The Colonel Sanders story is compelling. Thus, I suggest, it requires special care. Situated in the flow of an essay directed, "to anyone who might be interested, a number of Japanese things, all under the heading of ningyô (dolls, puppets)," it implicitly suggests an Orientalism in which the Japanese come off as rather odd ducks, indeed. After three decades living and working in Japan, I have concluded that, in some respects, the Japanese are, indeed, not like you and me; but I see the differences as marginal instead of profound. Were I to draw a Venn diagram contrasting USAnians and Japanese, the intersection would be almost as big as the union. The shared humanity would far outweigh the cultural quirks.
Also as someone who was trained to be a China specialist and made to read a substantial amount of ethnography describing folk in other parts of Asia, I am also wary of portraying things Japanese in a way that omits their resemblance to similar things elsewhere in the region. Puppet theater, for example, is quite widespread; so is the attribution of spiritual powers to puppets. Indonesian Wayang Kulit (shadow puppets) come to mind. My first encounter with the notion that people in Asia might weigh appearances more heavily than the sort of sincerity described by "To thine own self be true" was in Frances Fitzgerald's Fire in the Lake, ascribed to the Vietnamese and to Ho Chi-minh, in particular.
I am definitely not suggesting that all things Japanese can be explained in terms of generic "Asian" or "Confucian" values. But thick descriptions that attempt to characterize what is distinctively Japanese cannot, I think, avoid coming to grips with them.

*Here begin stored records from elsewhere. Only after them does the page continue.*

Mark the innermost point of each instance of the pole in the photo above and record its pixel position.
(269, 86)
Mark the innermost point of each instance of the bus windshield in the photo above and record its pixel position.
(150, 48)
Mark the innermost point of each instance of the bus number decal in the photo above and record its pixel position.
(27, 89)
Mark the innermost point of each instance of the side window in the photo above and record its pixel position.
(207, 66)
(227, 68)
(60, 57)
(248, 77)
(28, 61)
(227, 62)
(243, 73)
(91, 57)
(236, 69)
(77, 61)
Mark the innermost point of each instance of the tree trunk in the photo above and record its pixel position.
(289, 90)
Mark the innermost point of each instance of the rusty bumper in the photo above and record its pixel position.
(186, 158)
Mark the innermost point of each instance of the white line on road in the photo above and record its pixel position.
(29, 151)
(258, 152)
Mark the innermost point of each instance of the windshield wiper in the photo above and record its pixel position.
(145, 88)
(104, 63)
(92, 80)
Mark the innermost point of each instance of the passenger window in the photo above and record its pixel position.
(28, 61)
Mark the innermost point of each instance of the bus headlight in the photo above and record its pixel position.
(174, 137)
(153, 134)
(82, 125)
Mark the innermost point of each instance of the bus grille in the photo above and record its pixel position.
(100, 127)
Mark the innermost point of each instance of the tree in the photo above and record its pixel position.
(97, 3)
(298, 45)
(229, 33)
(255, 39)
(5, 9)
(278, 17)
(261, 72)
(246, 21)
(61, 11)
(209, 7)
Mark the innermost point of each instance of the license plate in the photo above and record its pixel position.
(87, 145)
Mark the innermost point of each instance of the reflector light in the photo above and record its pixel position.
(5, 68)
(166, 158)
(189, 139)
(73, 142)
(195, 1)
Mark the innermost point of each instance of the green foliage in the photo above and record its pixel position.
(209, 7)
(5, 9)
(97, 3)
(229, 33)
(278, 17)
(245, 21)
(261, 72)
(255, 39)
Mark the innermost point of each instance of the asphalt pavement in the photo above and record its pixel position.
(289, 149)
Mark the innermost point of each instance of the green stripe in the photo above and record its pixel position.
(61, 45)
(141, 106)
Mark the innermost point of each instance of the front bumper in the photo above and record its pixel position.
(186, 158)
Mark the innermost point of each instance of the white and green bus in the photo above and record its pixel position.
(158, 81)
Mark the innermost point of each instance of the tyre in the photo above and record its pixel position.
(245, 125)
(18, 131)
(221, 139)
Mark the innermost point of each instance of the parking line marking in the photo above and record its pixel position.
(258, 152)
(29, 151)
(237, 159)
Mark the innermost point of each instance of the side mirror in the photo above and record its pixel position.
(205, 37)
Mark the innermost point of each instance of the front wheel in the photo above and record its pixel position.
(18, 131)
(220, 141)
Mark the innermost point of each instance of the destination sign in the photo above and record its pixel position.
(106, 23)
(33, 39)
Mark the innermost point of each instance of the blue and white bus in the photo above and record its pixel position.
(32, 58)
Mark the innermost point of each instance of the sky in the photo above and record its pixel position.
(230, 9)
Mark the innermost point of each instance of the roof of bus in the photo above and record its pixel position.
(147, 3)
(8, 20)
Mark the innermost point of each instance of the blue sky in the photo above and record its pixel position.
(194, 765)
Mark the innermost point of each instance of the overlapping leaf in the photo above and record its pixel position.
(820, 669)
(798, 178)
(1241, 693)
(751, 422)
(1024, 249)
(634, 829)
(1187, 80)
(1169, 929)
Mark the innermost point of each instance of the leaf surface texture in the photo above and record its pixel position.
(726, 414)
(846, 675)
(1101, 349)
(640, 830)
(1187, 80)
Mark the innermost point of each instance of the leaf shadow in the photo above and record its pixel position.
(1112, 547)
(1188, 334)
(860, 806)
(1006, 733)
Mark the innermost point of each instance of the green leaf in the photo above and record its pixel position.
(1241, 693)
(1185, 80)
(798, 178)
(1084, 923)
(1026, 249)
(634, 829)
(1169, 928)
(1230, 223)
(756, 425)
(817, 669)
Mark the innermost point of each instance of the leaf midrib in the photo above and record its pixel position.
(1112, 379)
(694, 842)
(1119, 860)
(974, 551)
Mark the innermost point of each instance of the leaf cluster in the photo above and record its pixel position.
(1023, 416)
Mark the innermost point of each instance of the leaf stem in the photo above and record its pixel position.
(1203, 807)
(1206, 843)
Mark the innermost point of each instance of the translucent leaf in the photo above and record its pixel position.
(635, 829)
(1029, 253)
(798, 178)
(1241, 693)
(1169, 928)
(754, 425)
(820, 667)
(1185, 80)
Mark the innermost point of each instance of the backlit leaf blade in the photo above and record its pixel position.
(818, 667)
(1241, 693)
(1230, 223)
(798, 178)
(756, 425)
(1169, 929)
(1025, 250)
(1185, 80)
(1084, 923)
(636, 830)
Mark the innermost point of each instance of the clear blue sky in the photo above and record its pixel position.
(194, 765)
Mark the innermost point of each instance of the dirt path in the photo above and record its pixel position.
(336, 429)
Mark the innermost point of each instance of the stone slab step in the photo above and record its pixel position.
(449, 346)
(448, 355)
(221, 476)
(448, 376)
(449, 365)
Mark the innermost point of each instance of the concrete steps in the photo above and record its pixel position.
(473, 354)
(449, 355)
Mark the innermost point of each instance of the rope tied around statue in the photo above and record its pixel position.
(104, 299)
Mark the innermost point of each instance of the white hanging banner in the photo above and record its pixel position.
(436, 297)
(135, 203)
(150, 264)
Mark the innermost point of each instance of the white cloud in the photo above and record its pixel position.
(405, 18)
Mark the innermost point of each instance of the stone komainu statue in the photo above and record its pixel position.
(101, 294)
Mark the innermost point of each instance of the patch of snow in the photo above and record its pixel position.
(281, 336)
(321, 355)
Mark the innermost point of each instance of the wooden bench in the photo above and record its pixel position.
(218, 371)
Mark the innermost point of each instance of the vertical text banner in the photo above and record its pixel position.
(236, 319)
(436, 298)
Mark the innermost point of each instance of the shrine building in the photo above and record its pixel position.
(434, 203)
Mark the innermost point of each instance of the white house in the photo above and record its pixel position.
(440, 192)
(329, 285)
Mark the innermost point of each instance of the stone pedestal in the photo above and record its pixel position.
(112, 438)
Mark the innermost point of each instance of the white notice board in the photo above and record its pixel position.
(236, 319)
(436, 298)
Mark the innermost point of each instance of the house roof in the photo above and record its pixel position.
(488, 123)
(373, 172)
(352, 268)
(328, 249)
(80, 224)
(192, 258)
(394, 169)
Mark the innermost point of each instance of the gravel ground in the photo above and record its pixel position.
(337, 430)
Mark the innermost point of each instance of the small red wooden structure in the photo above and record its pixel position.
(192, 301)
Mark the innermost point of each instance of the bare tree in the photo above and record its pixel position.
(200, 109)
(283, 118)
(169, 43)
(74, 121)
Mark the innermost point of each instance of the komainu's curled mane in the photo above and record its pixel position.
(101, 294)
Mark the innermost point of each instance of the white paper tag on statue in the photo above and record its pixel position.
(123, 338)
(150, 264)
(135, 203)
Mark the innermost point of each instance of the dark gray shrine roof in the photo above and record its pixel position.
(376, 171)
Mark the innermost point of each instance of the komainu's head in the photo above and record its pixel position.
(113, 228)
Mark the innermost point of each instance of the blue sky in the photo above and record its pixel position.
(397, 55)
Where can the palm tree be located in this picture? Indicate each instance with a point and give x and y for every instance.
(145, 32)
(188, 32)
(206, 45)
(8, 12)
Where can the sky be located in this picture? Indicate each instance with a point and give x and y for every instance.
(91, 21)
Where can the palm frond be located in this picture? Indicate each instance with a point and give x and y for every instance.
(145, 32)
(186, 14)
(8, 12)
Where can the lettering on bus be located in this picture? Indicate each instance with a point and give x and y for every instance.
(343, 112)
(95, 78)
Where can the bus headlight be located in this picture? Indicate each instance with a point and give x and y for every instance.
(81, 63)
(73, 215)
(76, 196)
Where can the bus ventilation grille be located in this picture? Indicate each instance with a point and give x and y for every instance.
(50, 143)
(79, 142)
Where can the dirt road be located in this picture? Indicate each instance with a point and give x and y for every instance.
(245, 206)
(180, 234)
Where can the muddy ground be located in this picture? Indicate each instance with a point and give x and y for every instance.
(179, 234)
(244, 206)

I find it difficult to disagree with you. After all, I can't see much sense in taking these things to be exclusively Japanese, isolated and absolutely indigenous. The Hanshin Tigers episode says it all, really, because it's ultimately a story about baseball and a Kentucky Fried Chicken mascot. But it's the particularity of this story - the way it played out - the specific connections made and actions taken, that I find compelling.
I wrote above that I wanted to introduce 'a number of Japanese things', but that wasn't quite right, since it might have sounded like I wanted organise a parade of exotic objects, as if to say: gaze at all the strangeness. My point was not that Japanese are strange, but that Japanese dolls are - or, put more properly, that they are capable of strangeness. Actually, I understand this to be not only a potential capacity of dolls, puppets, etc, anywhere, but also something that feeds into the more general anthropological problem of the making of copies, of likenesses, that they may carry with them a simultaneous sense of otherness, and that this is part of their power. (I should say that Taussig's Mimesis and Alterity is very much the back-story to my piece.)
In the end, it's not dolls as specifically Japanese things that I want to talk about at all, but rather - as my mention of James, etc, dimly indicated - what interests me are how dolls might be seen to define certain relations between subjects, objects, emotions and ideas of animation. All well and good, perhaps, but difficult to do in under 2,000 words!